Notwithstanding anything else in this agreement, to the maximum extent permitted by applicable law, all services and items are provided by MTM on an "as-is," and "as-available" basis. MTM expressly disclaims any and all other warranties, express or implied, including, without limitation, the following: any and all implied warranties of merchantability, fitness for a particular purpose, and non-infringement; any warranty regarding results obtainable or to be obtained as a result of use of the MTMApp; and any warranty of uninterrupted or error-free operation of the MTMApp. MTM reserves the right to modify and or remove any portion of the MTMApp at any time, with or without notice. MTM does not represent, warrant, or guaranty any particular results to be achieved as a result of Rights Holder's granting the License delineated in this Agreement.

10. MTMApp Disclaimer.
MTM provides the MTMApp on an "as is" and "as available" basis, and makes no representation, warranty, promise, or guaranty that the MTMApp will be available or fully operative at any time or on an uninterrupted or error-free basis. The MTMApp may contain errors, glitches, bugs, or other defects, and Rights Holder understands and acknowledges that Rights Holder's sole and exclusive right and remedy in the event of Rights Holder's dissatisfaction with the MTMApp is for Rights Holder to terminate this Agreement at the end of the Initial or any Renewal Term.

11. General Provisions.
11.1 Notices. Except as otherwise provided, all notices, authorizations, and requests in connection with this Agreement shall be in writing and provided by email, U.S. Mail, or a nationally reputable courier service.

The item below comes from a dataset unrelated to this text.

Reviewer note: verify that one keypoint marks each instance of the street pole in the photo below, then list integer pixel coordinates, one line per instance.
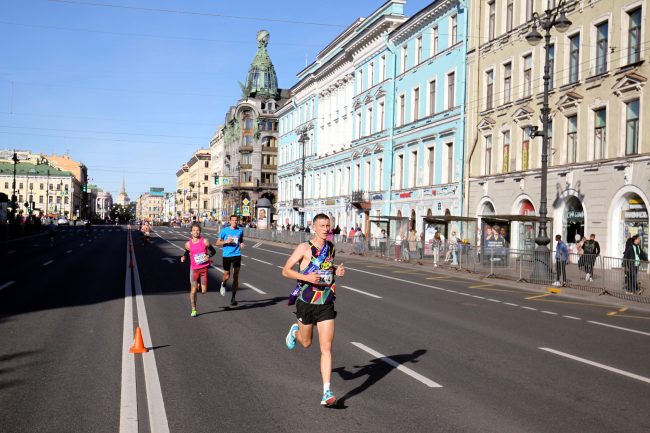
(542, 270)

11.2 Entire Agreement. This Agreement contains the entire understanding of the Parties with respect to its subject matter and supersedes all prior oral or written proposals. No modification of this Agreement is binding unless in writing and signed by authorized signatories of both Parties.

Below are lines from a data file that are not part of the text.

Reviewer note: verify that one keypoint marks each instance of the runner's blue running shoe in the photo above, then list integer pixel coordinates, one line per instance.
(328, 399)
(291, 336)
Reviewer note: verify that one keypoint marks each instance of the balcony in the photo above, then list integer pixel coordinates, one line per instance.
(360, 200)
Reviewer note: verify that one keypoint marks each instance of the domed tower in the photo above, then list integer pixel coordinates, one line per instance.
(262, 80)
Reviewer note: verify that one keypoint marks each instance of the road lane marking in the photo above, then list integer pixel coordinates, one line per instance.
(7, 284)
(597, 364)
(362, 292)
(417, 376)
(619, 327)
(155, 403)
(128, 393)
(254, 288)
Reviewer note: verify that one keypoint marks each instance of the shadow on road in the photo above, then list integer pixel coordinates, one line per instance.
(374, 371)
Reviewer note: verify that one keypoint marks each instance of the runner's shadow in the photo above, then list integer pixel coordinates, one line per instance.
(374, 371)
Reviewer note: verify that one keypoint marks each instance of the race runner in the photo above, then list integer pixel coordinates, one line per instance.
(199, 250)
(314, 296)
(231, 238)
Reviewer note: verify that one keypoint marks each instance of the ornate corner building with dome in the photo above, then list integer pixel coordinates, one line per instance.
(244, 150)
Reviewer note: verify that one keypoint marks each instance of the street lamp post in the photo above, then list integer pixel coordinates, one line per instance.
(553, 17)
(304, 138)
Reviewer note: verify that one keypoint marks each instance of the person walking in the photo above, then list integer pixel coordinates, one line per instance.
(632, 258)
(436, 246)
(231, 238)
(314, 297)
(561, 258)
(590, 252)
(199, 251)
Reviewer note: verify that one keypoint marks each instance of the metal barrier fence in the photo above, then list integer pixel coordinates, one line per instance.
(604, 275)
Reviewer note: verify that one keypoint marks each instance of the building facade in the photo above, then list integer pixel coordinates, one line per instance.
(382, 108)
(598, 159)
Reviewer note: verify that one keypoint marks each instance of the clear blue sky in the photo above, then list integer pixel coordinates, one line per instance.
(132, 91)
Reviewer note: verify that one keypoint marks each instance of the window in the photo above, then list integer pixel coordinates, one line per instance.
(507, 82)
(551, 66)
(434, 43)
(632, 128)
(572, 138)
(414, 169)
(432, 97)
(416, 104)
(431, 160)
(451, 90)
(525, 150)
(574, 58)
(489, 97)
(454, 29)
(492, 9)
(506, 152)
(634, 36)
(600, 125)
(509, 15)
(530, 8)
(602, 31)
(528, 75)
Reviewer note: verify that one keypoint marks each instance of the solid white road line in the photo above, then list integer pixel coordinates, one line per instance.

11.3 Governing Law. This Agreement shall be governed by and construed in accordance with the laws of the United States and the State of Minnesota.

11.4 Severability. If a particular provision of this Agreement is terminated or held by a court or competent jurisdiction to be invalid, illegal or unenforceable, the Agreement shall remain in full force and effect as to the remaining provisions.

11.5 Waiver. The failure of any Party hereto to enforce any provision of this Agreement, or any right with respect thereto, shall in no way be considered a waiver of such provision, right, or election, or in any way affect the validity of this Agreement.

11.6 No Partnership. Neither this Agreement, nor any terms and conditions contained herein shall be construed as creating a partnership, joint venture, franchise or agency relationship between the Parties.

11.7 Counterparts. This Agreement may be executed in counterparts, each of which, when taken together, shall be construed as a complete Agreement.